I know many of you might think, how can a lawyer possibly argue that this wasn't what was intended? Believe me, lawyers are willing to try any kind of argument on for size, and I wouldn't be surprised at all if a Department of Justice lawyer, three years from now or five years from now, says, “So what if the committee on aboriginal peoples thought that's what it meant? It's doesn't use those words, so they must have meant something different.”
We're saying track what everyone knows this section is meant to say. We've provided draft wording, and that can be examined, but let's do what we're intending to do and this should be an easy amendment. It shouldn't be something that takes any time at all. We're just doing what the minister says and what everyone says this section is meant to say. It would bring a lot more comfort than a comfort letter, that's for sure.
On the $150 million cap, I've had the privilege to read through the transcripts of your hearings to date, and I must compliment you on your careful analysis of this legislation. The honourable member for Winnipeg South has asked almost every witness the rhetorical question, wouldn't it free up a lot of time and resources for the government to deal with the big claims, now that we're going to be able to deal with the little claims? There's a lot of sense to that. The trouble is that's not what is happening on the ground.

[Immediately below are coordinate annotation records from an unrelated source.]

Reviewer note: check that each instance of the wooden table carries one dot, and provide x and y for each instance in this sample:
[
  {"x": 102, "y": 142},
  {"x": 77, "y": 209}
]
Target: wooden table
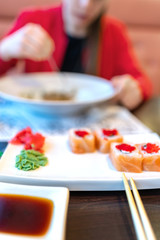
[{"x": 106, "y": 215}]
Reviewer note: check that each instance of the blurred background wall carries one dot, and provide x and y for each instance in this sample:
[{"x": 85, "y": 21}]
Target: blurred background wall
[{"x": 142, "y": 18}]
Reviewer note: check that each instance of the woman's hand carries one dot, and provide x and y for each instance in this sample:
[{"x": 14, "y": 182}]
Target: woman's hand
[
  {"x": 130, "y": 94},
  {"x": 30, "y": 42}
]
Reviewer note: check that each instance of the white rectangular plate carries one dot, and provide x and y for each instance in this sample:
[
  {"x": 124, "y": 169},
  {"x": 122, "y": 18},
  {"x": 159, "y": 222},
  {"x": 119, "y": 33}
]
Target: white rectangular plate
[
  {"x": 92, "y": 171},
  {"x": 60, "y": 198}
]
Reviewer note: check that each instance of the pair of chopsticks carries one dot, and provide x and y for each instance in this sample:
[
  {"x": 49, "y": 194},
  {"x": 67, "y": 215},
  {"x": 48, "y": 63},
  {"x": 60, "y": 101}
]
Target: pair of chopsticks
[{"x": 140, "y": 219}]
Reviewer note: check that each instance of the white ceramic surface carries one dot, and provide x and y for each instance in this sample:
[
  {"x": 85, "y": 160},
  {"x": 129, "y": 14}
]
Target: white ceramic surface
[
  {"x": 92, "y": 171},
  {"x": 60, "y": 197},
  {"x": 89, "y": 91}
]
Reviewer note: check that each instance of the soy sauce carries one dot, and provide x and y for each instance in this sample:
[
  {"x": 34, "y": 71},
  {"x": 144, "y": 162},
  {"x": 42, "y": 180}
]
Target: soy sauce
[{"x": 25, "y": 215}]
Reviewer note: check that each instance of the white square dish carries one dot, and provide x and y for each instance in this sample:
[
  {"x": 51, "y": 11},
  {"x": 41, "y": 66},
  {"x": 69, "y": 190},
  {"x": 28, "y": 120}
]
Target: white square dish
[
  {"x": 78, "y": 172},
  {"x": 60, "y": 198}
]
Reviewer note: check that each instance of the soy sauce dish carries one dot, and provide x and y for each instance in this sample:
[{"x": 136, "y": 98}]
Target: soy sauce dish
[{"x": 32, "y": 212}]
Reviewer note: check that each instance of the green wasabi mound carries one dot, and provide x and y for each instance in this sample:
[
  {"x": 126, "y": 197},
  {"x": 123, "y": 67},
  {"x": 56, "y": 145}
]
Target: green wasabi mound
[{"x": 30, "y": 160}]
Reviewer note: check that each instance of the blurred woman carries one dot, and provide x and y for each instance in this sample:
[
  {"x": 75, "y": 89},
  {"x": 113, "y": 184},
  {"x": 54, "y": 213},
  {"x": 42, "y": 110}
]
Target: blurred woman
[{"x": 76, "y": 36}]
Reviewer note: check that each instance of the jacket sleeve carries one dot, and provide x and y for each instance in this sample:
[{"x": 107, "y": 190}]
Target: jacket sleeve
[{"x": 126, "y": 63}]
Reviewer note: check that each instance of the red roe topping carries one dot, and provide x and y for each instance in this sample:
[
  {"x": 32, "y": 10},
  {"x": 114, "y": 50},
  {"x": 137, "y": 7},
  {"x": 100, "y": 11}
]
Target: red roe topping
[
  {"x": 81, "y": 133},
  {"x": 109, "y": 132},
  {"x": 29, "y": 139},
  {"x": 151, "y": 148},
  {"x": 125, "y": 147}
]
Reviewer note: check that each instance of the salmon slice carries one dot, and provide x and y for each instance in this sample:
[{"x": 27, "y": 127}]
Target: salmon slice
[
  {"x": 104, "y": 138},
  {"x": 151, "y": 156},
  {"x": 81, "y": 140},
  {"x": 126, "y": 157}
]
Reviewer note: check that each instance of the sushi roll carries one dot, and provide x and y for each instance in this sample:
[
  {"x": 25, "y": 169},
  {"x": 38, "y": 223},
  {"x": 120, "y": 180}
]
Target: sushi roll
[
  {"x": 151, "y": 156},
  {"x": 81, "y": 140},
  {"x": 104, "y": 138},
  {"x": 126, "y": 157}
]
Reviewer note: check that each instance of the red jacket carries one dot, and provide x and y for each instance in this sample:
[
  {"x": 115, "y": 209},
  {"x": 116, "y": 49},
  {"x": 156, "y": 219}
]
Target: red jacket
[{"x": 115, "y": 51}]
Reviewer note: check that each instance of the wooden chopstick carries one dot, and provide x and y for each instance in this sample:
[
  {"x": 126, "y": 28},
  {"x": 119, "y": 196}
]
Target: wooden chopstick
[{"x": 141, "y": 221}]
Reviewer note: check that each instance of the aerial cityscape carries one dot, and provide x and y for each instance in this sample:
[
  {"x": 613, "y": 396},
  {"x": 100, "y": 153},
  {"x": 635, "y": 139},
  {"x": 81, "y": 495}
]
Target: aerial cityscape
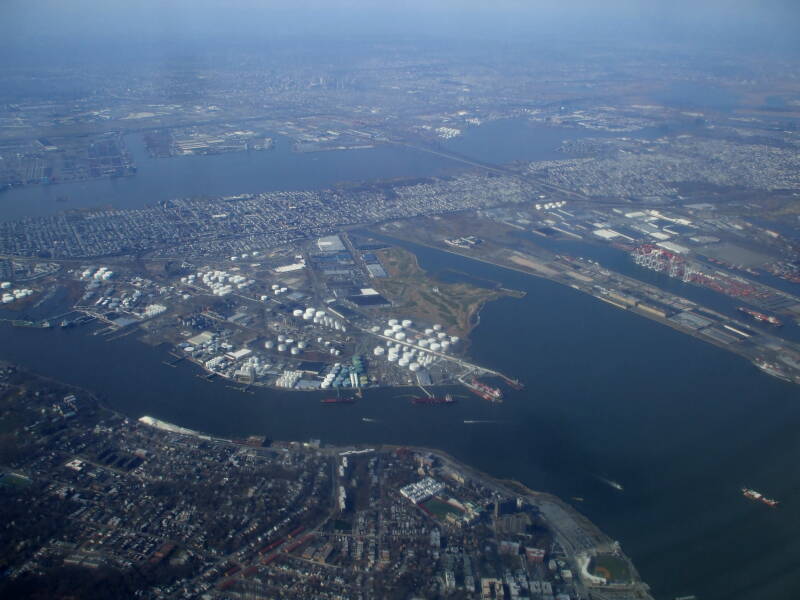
[{"x": 435, "y": 301}]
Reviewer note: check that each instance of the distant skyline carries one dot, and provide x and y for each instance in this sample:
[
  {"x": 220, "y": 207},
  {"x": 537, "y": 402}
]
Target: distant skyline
[{"x": 769, "y": 25}]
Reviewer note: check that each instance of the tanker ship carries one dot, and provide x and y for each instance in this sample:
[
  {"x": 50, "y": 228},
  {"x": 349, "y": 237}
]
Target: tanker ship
[
  {"x": 754, "y": 314},
  {"x": 486, "y": 392},
  {"x": 426, "y": 400}
]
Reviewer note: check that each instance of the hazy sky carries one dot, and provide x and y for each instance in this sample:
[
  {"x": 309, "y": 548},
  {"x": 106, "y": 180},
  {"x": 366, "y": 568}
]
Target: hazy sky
[{"x": 755, "y": 23}]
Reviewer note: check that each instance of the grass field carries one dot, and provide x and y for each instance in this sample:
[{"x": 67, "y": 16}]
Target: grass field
[
  {"x": 417, "y": 294},
  {"x": 440, "y": 509},
  {"x": 613, "y": 568}
]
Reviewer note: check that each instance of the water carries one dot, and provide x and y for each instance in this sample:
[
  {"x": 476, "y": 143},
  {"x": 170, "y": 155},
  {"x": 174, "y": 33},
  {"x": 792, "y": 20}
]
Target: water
[
  {"x": 682, "y": 425},
  {"x": 620, "y": 261},
  {"x": 160, "y": 179}
]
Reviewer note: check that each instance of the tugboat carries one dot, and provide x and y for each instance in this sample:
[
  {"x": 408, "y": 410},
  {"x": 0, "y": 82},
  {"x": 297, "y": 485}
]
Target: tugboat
[
  {"x": 427, "y": 400},
  {"x": 758, "y": 496}
]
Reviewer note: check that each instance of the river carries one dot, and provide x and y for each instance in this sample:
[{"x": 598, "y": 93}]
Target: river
[
  {"x": 159, "y": 179},
  {"x": 680, "y": 424}
]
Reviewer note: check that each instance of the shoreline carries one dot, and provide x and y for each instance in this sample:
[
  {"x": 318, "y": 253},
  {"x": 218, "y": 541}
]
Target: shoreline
[{"x": 630, "y": 309}]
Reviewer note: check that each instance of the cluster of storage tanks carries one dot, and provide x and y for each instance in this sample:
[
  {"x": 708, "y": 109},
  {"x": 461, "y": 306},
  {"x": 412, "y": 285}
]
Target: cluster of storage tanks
[
  {"x": 277, "y": 290},
  {"x": 10, "y": 295},
  {"x": 220, "y": 282},
  {"x": 550, "y": 205},
  {"x": 101, "y": 274},
  {"x": 413, "y": 349},
  {"x": 318, "y": 317},
  {"x": 286, "y": 344}
]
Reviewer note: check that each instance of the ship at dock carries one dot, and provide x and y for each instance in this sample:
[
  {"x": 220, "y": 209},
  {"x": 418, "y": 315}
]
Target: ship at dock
[
  {"x": 429, "y": 400},
  {"x": 758, "y": 497},
  {"x": 761, "y": 317},
  {"x": 337, "y": 400},
  {"x": 486, "y": 392}
]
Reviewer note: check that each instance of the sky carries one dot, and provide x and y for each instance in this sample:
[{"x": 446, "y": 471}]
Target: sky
[{"x": 756, "y": 24}]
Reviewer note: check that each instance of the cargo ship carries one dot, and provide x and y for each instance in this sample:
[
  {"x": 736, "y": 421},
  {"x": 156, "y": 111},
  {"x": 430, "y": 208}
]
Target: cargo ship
[
  {"x": 486, "y": 392},
  {"x": 754, "y": 495},
  {"x": 426, "y": 400},
  {"x": 337, "y": 400},
  {"x": 754, "y": 314}
]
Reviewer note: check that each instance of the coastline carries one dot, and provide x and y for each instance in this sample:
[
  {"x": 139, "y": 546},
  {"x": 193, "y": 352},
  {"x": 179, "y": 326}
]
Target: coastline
[{"x": 630, "y": 309}]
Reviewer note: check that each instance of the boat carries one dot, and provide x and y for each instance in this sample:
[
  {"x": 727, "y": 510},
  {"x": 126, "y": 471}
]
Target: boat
[
  {"x": 758, "y": 497},
  {"x": 337, "y": 399},
  {"x": 426, "y": 400},
  {"x": 761, "y": 317},
  {"x": 772, "y": 369},
  {"x": 332, "y": 400},
  {"x": 486, "y": 392}
]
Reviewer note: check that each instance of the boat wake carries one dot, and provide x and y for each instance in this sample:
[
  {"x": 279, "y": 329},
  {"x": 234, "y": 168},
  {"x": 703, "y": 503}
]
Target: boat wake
[{"x": 609, "y": 482}]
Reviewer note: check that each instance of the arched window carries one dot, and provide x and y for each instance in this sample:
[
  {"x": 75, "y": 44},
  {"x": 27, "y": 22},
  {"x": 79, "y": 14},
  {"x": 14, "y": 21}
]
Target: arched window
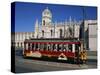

Canada right now is dealing with the little claims. In B.C. last year, they dealt with about 15 or 16 little claims, some of them less than $100,000. That's good. Those are important claims in their own right. But has that freed up the time and resources of the government to deal with the big claims? Not in Okanagan's case.
In Okanagan's case, they've submitted a 70-page legal opinion, and the government's response has been that they'll pull out of negotiations, after agreeing to negotiate. The Okanagan sends in a supplementary legal opinion, and the government provides a second opinion: “No, we won't negotiate.” And there's no appeal; there's no appeal process. They can't go to the Indian Claims Commission, because that route has been shut down, and they can't go to the tribunal because of the cap.
We hear there's going to be a new process, the cabinet process, but can we get into that? Well, no, the choice is the minister's, and the minister is the one who has closed the door. So it's like Alice in Wonderland. There's jam yesterday and jam tomorrow, but never jam today. That puts Minister Strahl into the role of the Queen of Hearts, and I'm sure he doesn't want to sit in that role.
If we can either eliminate the cap and have claims paid out according to what they're worth, or have the tribunal simply look at the claim and tell the government, “It's valid, and you should go to the negotiating table”.... It's the second-best solution, but it's a whole lot better than closing every door that's available to a first nation to have its claims heard on legal principles.